Известно также, что на верфях заложено и строится множество судов. И они захотят во что бы то ни стало возобновить диверсию.

Правда, воинственный пыл шведов приугас с отдалением короля и с победным шествием Шереметева. Но надолго ли? И угомонится ли битый Шлиппенбах, на пылкий дух которого так рассчитывал Карл?

   — Глядеть в оба! — наказал Пётр воеводе Алексею Прозоровскому, отпрыску славного боярского рода. — Семь шкур спущу, коли швед проникнет и метнёт пламя. Швед крадётся ряженый под купца, всяко хоронится. А ты его распознай. Больно лаком для него Город, — так именовался Архангельск в ту пору, ибо был пространным и богатым городом, привлекавшим к себе иноземцев, единственный в ту пору на Руси центр морской торговли.

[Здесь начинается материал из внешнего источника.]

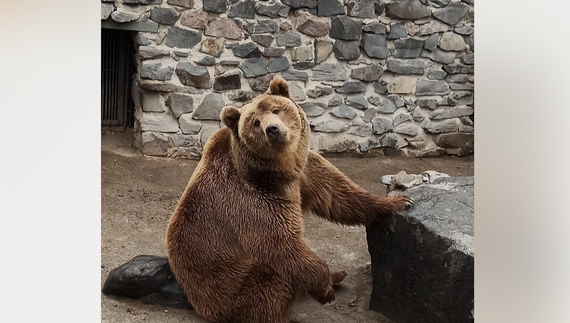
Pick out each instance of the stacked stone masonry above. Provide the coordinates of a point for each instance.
(373, 76)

   — А тебе, Шафирка, важное поручение: наймать капитанов-иноземцев для походу к Соловецким островам. Коли похочут, я их приму и попотчую медовухой али водочкой. Вербуй сколь можно более: полки на корабли посадить надо.

Шафиров удивился: полки, Преображенский и Семёновский, на Соловки? Что им там завоёвывать? Монастырские монахи давно, ещё при Алексее Михайловиче отбунтовались. Но спрашивать не стал — царь этого не любил. Благодетель Фёдор Алексеевич Головин откроется: у государя нет от него тайн. Более того, Головин — голова, нередко сам предлагает ему тот или иной план.